It's always exciting to see how different artists use the same medium, in different ways, especially wonderful pastel artists like our own, Morgan Kari, member of the Pastel Society of the Gold Coast.
Pastel Artist and Instructor Morgan Kari
I admired an awesome iPhone photo taken by Jerry Mull of his traditional fifties era 1929 Ford Hot Rod, when it was in the early morning fog at the annual Redondo Beach Pier Car Show. I knew it would make a great painting full of detail and drama.
I like to start my work by first studying my subject in person. I went to see this fabulous car which was featured in the independent movie called Deuce of Spades. It got its nickname “Challenger” because it was driven in the film by a young Hot Rodder who challenged the film’s hero to a big race.
Notes were taken on the car’s details that were obscured by shadows in the photo. I also went to the Redondo Beach Pier to take more photos. The left side background in the photo was full of large buildings that took the attention away from this car and I wanted a strong hourglass composition. I took some photos of alternate backgrounds and more close-ups of the Pier.

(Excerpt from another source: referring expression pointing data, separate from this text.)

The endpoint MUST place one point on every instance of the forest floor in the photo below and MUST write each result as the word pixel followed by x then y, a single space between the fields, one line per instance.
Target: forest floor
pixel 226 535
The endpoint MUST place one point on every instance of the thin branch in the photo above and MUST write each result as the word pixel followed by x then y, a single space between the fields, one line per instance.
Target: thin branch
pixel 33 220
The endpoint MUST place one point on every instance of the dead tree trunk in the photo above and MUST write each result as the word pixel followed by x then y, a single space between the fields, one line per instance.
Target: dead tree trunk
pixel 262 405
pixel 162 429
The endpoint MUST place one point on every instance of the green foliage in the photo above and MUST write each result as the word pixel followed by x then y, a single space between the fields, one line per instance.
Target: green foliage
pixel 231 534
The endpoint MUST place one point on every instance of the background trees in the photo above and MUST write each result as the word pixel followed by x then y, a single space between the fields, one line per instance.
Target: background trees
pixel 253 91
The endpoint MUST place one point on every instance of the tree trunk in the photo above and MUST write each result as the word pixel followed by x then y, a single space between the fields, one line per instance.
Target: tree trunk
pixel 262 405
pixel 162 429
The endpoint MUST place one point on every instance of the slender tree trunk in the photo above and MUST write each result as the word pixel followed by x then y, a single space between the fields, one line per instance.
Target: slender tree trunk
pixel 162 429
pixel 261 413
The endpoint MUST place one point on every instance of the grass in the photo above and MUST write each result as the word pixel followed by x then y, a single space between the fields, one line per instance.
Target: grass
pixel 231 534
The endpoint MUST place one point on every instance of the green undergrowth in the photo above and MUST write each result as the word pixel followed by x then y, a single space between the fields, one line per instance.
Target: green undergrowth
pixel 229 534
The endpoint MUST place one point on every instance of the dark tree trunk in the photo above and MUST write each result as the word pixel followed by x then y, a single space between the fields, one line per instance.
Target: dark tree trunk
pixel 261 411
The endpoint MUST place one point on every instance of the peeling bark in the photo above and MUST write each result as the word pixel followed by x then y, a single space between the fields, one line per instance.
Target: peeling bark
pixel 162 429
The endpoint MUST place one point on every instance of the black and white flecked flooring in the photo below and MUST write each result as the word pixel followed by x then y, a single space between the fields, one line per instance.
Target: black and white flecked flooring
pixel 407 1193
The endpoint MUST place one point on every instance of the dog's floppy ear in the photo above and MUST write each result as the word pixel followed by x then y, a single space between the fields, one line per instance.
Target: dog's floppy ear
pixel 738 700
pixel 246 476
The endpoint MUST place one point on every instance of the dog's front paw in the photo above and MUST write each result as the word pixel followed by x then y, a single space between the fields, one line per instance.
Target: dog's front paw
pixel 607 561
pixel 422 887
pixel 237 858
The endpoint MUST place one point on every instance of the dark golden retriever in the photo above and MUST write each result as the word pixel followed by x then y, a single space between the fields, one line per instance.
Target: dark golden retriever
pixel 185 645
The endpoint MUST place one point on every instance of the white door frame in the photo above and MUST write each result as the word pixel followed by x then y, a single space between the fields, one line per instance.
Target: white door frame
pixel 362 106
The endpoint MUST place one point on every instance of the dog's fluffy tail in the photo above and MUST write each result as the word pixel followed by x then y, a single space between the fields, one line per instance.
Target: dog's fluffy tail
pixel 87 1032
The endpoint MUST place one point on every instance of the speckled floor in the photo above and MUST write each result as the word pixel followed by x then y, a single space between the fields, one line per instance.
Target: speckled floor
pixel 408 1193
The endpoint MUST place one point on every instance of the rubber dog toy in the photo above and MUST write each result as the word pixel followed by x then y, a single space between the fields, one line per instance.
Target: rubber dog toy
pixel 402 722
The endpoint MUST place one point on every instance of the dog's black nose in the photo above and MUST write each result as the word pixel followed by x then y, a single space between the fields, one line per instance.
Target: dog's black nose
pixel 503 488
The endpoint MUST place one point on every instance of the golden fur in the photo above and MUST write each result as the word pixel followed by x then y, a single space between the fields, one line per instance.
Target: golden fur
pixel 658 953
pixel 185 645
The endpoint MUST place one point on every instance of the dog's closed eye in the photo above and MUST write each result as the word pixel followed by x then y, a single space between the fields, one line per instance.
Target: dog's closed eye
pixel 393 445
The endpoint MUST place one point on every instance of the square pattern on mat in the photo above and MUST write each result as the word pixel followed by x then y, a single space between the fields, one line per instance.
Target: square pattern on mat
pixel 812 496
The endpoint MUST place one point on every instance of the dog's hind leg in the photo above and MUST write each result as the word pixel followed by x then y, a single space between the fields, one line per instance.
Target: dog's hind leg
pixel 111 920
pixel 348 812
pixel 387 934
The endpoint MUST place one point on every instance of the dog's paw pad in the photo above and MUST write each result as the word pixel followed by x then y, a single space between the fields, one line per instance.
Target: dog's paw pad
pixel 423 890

I like to start all my painting projects with a detailed drawing on Canson Tracing Paper. It is more transparent than most brands and I usually do multiple corrections on many layers. I use General’s Layout Pencil as it is very black but it removes easily with Staedtler plastic and stick erasers. To get the drawing correct technically, straight edges, Alvin French curves, a divider, a Truflex flexable curve, a set of Alvin ellipses, and a triangle were used.
After my preliminary drawing was finished, I found out the measurements of the space where the framed painting was going to be and then went to Fed-Ex to have it blown up to that size. I then traced it down with a Saral transfer paper on to Canson Mi-Tiennes drawing paper in “Twilight”. This color was perfect to show the background mist and influence the rest of the painting. The background was to be kept soft and purple to recede.
Before starting the pastel work I put a small amount of “Gloves in a Bottle” on my hands. This protects them from the harmful ingredients in some pastels such as the Cadmiums and Cobalt. As an added safety precaution be careful not to blow on or inhale the loose pastel dust. It’s best to dispose of it outside in a wind-free open area, by holding the painting along one edge and carefully shaking it, avoiding contact with pets, you or your clothing.
I did four layers of Unisom and Terry Ludwig soft pastels on the sky and between the first three coats sprayed Krylon Workable Fixative, leaving the top layer without protection. This was done to soak the white pastel into the dark paper, darken the color for more value range and to create a rich and smooth sky. I found it was also useful to make a sign DO NOT TOUCH ARTWORK! PASTEL WILL SMEAR!
I finished the top area first so my hand was able to rest on the clean paper in order to get the details present on the 1929 Ford. Pastel is messy and I find isolating areas keeps them clean. I use a slippery plastic see-thru notebook divider to rest on top of pastel I have worked, as it picks up less of the pastel.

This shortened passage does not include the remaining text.